Since we don't want to store data in HDFS over a long period of time (in order to be able to delete the DataProc cluster), we'll now move the sqoop results to GCS. We can achieve this by using the following commands:
hadoop fs -cp sales_from_sqoop_avro gs://pk-gcs/
hadoop fs -cp sales_from_sqoop_parquet gs://pk-gcs/
Your bucket should now contain all three directories with our sqoop export data in them:
Parquet files show the advantage of the included schema and are especially useful for analytical workloads. However, for testing purposes one often just wants to load a whole file into a Pandas dataframe to check if everything is fine. Let's do this now.
Open "AI Platform" → "Notebooks" and create a new instance (e.g. "pk-jupyter").
Open the JupyterLab and create a new Python3 notebook.

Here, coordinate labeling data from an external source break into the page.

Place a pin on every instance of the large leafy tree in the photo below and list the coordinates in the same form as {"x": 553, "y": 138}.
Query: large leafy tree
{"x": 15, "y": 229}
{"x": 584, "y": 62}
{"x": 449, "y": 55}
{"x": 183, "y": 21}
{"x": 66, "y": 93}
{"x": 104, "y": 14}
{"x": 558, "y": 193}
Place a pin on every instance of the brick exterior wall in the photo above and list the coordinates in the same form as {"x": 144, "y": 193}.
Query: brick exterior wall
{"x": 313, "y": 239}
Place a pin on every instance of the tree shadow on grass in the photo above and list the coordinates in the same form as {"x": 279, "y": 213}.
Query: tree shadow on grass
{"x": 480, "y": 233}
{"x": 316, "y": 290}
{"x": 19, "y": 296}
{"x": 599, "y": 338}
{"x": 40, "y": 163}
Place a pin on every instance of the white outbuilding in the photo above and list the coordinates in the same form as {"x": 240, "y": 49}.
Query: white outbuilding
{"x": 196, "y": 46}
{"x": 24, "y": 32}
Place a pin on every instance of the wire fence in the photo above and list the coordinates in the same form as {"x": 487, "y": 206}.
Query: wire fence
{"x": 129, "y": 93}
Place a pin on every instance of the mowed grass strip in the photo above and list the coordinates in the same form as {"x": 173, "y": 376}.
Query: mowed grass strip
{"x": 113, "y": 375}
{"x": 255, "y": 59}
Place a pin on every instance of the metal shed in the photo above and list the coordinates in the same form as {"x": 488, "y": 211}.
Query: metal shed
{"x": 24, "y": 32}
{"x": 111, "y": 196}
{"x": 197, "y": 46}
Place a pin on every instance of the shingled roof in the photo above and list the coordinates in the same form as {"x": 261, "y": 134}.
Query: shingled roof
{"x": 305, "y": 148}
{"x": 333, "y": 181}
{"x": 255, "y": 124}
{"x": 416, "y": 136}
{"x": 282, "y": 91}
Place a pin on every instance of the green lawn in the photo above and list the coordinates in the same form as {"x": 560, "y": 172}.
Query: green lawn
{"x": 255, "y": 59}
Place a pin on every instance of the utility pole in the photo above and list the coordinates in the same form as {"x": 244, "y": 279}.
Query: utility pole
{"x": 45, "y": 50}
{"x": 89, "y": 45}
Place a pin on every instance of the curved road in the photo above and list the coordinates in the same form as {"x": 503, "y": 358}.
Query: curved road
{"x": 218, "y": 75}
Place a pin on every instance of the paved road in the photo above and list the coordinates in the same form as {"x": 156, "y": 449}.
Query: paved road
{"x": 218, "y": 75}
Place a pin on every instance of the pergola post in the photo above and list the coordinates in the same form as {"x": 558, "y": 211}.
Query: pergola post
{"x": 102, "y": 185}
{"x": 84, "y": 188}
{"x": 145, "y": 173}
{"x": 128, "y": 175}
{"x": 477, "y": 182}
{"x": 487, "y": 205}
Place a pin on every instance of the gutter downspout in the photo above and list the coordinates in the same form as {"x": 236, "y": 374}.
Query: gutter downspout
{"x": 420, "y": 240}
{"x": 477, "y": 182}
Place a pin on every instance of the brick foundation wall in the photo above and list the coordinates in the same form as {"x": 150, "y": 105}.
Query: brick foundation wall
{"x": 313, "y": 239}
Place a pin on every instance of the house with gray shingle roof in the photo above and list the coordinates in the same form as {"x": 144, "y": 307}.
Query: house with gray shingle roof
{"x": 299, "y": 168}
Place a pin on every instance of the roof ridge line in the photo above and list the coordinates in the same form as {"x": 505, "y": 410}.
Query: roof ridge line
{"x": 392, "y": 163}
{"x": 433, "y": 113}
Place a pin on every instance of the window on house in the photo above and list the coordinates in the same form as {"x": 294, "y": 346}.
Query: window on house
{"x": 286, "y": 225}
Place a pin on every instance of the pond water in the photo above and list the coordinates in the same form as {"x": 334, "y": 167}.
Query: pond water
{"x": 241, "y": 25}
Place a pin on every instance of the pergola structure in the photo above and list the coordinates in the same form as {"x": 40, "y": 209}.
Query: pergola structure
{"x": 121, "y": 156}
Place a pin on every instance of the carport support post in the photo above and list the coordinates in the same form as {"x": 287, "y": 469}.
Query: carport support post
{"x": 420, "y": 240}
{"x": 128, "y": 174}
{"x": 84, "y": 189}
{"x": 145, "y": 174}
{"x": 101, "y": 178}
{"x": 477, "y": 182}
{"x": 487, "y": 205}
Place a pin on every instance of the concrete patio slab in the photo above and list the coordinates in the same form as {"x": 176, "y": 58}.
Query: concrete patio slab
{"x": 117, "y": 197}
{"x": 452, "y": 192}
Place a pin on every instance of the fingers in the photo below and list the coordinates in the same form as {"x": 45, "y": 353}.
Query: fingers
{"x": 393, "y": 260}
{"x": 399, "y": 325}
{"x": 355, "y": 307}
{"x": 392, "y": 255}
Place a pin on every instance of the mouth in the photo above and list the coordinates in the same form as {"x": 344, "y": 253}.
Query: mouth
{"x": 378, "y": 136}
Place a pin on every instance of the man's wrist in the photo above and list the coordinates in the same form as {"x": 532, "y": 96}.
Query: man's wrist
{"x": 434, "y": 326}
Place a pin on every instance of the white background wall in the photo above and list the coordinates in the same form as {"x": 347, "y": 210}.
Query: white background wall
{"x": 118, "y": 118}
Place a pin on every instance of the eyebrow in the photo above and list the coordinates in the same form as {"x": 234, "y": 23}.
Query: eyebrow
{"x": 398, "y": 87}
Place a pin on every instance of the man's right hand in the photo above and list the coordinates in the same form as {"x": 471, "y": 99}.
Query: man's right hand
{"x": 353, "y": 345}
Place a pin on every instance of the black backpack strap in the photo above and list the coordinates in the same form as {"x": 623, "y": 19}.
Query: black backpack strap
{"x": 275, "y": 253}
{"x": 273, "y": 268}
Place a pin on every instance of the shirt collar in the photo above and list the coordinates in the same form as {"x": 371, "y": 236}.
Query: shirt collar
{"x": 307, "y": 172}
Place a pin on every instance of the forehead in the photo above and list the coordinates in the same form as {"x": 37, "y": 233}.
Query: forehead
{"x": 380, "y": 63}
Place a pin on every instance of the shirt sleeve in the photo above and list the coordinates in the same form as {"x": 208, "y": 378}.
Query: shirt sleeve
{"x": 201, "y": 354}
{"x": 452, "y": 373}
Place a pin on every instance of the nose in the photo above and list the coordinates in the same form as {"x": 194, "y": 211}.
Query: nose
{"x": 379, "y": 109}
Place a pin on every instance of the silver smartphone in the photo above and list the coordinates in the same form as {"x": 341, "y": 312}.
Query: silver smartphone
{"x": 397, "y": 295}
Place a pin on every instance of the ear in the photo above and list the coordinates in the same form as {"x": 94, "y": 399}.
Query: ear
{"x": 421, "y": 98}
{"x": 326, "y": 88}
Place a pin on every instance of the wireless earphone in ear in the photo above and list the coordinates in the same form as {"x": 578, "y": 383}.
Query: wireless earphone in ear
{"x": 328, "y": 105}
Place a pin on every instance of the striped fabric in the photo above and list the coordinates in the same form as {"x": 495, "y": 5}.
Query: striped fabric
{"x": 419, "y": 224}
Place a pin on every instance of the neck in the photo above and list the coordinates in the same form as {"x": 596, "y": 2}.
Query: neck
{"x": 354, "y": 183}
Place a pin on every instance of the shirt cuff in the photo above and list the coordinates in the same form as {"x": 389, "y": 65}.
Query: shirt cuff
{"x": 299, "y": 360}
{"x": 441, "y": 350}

Insert the following code in the first cell:
import pandas as pd
df_plain = pd.read_csv("gs://pk-gcs/sales_from_sqoop/part-m-00000", header=None)
print(df_plain.dtypes)
df_plain.head(3)
This will load the plaintext output of sqoop and show the first 3 rows. Please notice that we don't have any schema information (all non-numeric columns are of type "object").
First, you need to find out the filename of your Parquet file in cloud storage:
Copy the filename and Insert the following code into another cell (replacing FILENAME):
df_parquet = pd.read_parquet("gs://pk-gcs/sales_from_sqoop_parquet/FILENAME.parquet")
df_parquet.head(3)
The Parquet file "shipped" the schema (however, unfortunately the date column is not represented correctly but rather in a timestamp "unix epoch" format):
We can convert this column to a date value using the following command:
df_parquet['sales_date'] = pd.to_datetime(df.sales_date, unit='ms')
This way we'll have the desired column types:
Although we have not learned much about Spark yet, we want to take a quick glance at how a Parquet file can be loaded into our cluster's worker nodes for distributed (big data) processing.
In the shell you used for executing the sqoop jobs (i.e. the cluster master node), please enter the following command to start an interactive PySpark session:
pyspark
After few seconds, you should see the interactive PySpark shell:
With the following command, we can tell the spark cluster that there is a Parquet file in our GCS (or also HDFS) and inspect the schema:
df = spark.read.load("gs://pk-gcs/sales_from_sqoop_parquet/*.parquet")
df
This should be the output:
With the following command, we can inspect the first three rows:
df.head(3)
This should be the output:
Please close the interactive PySpark shell with this command:
exit()
This should be the output:
Please make sure to delete your cluster (in the live-lecture, please leave your cluster running):
You should also delete or at least shut down your cloud SQL instance (in the live-lecture, please leave your SQL server running!):
Furthermore, please delete the notebook instance (in the live-lecture, please leave that running!):
Congratulations, you set up a "big data-traditional" and horizontally scaling ingestion pipeline using a Hadoop cluster with sqoop and stored your data in popular big data formats (Avro and Parquet). You also got a first impression of how to access these file formats from Pandas and PySpark (which you'll get to know in more detail later).